兄が邸に居るのは、苦労して成功させた大規模作戦の後始末があるからだ。今もきっと事後処理に追われているに違いない。
それでも少年は嬉しかった。
忙しい兄の時間を取ってしまうのは気が引けるが、兄の顔を見て会話ができる。いつも少年が目覚める前には邸を出て遅くに帰ってくる兄と、だ。
幸い今日は曇りだ。陽の光も気にしなくていい。
軽い足取りで、兄のために焼いたマフィンを詰めた籠を持って兄の邸に向かう。この菓子があれば差し入れの名目で兄と絶対に会える。
――と。
鳥の翼の音と共に、走ってくる音が聞こえる。
見遣れば、数名の衛生兵が担架を抱えて走っていた。
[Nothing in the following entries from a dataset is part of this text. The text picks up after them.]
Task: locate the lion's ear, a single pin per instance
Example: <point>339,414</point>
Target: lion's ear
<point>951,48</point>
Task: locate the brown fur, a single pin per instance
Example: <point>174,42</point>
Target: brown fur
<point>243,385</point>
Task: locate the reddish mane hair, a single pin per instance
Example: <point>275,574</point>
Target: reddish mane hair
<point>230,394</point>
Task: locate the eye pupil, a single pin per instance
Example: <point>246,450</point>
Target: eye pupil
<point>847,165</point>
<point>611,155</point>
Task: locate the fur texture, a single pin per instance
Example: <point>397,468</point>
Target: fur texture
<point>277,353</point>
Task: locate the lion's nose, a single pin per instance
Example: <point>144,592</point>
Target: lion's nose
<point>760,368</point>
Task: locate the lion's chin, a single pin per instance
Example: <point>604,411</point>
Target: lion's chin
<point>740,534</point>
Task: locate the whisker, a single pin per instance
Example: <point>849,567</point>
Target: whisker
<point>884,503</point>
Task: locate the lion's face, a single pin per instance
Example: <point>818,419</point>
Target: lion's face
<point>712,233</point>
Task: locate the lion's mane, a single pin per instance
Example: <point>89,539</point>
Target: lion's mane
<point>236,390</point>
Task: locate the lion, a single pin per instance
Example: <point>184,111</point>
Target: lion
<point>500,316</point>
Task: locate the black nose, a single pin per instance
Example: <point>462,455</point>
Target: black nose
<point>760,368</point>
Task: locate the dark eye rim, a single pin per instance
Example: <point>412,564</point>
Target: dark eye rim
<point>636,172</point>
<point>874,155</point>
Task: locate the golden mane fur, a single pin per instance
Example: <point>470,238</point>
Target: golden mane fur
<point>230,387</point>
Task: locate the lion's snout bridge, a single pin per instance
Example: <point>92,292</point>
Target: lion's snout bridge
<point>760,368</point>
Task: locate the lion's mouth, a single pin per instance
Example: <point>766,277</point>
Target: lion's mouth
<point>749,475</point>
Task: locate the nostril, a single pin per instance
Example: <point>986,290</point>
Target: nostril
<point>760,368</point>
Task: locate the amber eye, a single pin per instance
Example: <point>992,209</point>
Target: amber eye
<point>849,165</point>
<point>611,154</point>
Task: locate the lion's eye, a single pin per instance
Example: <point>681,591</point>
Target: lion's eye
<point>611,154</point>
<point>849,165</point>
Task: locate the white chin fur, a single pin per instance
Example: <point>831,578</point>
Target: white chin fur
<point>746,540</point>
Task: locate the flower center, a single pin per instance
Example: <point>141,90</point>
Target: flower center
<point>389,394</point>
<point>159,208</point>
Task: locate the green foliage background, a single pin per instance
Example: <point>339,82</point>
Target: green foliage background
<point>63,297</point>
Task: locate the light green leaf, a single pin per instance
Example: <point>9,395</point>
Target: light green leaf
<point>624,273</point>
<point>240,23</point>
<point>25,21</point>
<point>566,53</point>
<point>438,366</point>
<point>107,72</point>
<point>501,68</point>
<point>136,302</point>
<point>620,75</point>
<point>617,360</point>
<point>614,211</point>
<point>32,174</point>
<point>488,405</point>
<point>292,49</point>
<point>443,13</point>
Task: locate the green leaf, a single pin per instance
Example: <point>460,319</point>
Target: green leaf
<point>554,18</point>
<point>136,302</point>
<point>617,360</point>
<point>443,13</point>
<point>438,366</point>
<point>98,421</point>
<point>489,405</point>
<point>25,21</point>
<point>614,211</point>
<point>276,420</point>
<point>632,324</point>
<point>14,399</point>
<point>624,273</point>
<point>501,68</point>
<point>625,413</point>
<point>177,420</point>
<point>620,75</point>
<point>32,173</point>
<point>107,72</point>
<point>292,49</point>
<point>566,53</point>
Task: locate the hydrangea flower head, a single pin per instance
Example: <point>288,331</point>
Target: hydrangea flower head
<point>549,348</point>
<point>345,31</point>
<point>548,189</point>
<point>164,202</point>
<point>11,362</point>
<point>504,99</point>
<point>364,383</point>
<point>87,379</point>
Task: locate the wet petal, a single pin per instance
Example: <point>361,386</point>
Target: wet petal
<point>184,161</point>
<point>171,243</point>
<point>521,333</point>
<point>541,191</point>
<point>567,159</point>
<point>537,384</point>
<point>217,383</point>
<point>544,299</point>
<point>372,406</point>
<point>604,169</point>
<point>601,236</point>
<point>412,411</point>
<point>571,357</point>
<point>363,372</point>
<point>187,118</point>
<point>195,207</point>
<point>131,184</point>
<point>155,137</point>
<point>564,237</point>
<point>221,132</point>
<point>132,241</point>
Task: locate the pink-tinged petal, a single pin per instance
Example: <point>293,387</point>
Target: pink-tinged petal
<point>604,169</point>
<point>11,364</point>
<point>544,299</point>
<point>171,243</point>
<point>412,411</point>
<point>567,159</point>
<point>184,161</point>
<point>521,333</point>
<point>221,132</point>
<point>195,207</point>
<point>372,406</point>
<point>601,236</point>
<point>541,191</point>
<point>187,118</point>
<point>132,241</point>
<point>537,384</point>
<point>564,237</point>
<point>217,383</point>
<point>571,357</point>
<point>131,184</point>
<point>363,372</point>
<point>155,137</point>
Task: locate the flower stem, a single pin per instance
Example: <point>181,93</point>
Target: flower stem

鳥の口からは兄の声がする。
「急げ! 俺も今行く!」
少年に気付いていない衛生兵も鳥も、必死の顔で兄の邸に向かう。と、内側から邸の扉が開き兄が顔を出す。後ろに医者が控えていた。
担架を回収し直ぐに、慌ただしく扉は閉まる。
少年は――持っていた籠を取り落とした。
マフィンが芝生の上にばらばらと転がる。
だが、少年にそれを気に留めた様子はない。
「今の
籠もマフィンも回収することなく、照れたように頬を紅潮させて少年は自分の邸に駆け戻った。